Okay, let's wrap up the last part of this series, at least in the basic sense. Once I've finished this, I'll go back to each of the 3 entry conditions and talk about a few more possible throws that several other people came up with during shochugeiko and even since then.
In the first part, we caught uke's foot and we waited for him to pull it back; then, we rode that backward, exaggerated step into 3 throws based on the foot position of our landing foot. In the second part, we talked about another 3 possibilities if uke pulled his foot away and we missed our initial foot sweep, again, based on 3 possible positions of our landing foot.
This time, we catch uke's foot again, but now he's bracing against us or even forcing us to go backward, and we have to step back. Just as in the case with the first section where uke's recovery step was exaggerated, which prompted us to make a larger than normal step, tori's going to also take a larger than normal step back here too. In other words, we have forward momentum to begin with, we catch the foot, and for whatever reason, uke braces against us and we run into a wall. Rather than fight that sudden bracing energy, we're going to say, "Okay, uke, you wanna push me back, well I'm going to move back in the direction that you're giving me, but a little further than you intended."
In the first instance, our foot is still pointed forward, but a little off to the left side, across the line of his feet (presuming we're doing all the initial sweeps with our left). The sudden release of tension and the larger than normal step back will create a large drawing action (with our center, not our arms, mind you). As uke comes forward and begins to rise again, our arms collapse against our own bodies (the centers join) and we catch o soto gari. (This drawing action can sometimes be so dynamic that uke just falls down before we even get the leg in there, but obviously, you don't want to count on that.)
In the second instance, our left foot lands with our toes pointed at uke, on the line of his feet. From this three-feet-on-the-line set-up, toes pointed at uke, there's actually a whole litany of throws you can catch, but for starters, we'll do hiza guruma, and save the others for a future post.
In the third instance, our left foot lands turned out, pointed down the line of uke's feet. This is the basic set-up from which we typically teach most basic hip throw ideas, so again, you have a number of options off of this entry. However, I've noticed that the large drawing motion involved in the set-up, which creates this exaggerated wave-like, down-and-up action from uke sets me up for a lovely ippon seoi nage. Which is strange because, for me, being rather tall (6 foot 2), shoulder throws don't exactly come naturally.

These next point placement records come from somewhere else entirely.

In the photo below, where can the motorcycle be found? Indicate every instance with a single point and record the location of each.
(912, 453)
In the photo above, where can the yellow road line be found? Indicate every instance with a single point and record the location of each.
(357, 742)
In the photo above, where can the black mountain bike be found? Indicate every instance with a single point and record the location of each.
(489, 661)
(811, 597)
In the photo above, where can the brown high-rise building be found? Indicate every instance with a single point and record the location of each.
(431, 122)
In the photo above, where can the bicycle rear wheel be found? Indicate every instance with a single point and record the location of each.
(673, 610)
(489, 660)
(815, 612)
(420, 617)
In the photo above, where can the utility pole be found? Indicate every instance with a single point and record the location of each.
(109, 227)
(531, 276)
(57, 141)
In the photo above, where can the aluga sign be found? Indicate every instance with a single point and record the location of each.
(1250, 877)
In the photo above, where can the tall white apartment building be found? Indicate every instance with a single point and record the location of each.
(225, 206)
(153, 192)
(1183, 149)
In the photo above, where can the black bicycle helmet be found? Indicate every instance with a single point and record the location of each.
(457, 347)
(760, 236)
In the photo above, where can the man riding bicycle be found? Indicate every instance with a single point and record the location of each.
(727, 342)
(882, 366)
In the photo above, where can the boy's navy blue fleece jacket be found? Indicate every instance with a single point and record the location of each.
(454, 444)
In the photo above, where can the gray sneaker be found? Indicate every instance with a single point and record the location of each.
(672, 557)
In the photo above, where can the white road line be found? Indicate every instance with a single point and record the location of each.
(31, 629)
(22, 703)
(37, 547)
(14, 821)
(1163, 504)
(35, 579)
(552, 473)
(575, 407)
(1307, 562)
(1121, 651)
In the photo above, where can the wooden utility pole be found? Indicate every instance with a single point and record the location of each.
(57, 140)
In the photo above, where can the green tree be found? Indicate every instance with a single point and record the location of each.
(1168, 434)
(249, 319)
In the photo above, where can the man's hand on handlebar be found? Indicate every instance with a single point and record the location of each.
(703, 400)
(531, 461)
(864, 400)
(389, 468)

But because of that large wave-like, down-and-up action I'm finding myself stepping under uke's shoulder just as he's on that exaggerated up motion and catching a lovely ippon seoi nage that surprises even me in how easy it is.
Again, for all of the entry conditions I've discussed, there are a number things you can do, but when it comes to introducing the series, I'm trying to start with a reasonable variety of throws (since we did o goshi in the first series, for example, I opted to focus on ippon seoi nage for the last of this forward series not just because it's a nice place to do it, but also to help maintain a little variety in tori's repertoire).
Next time, we'll venture into some of the other throws we discovered just for fun. I started with these three conditions primarily to reinforce the three basic ways of turning your foot relative to the line of uke's feet: across the line, toes pointed at him (on the line) and toes pointed away (down the line). I think the trickiest part of setting up any throw is learning where your set-up foot needs to be and learning to pre-turn it in these funny ways. Once you've learned where the line is, and how to step on it, you can start playing with all kinds of variations (at which point we rub our hands together and cackle menacingly!)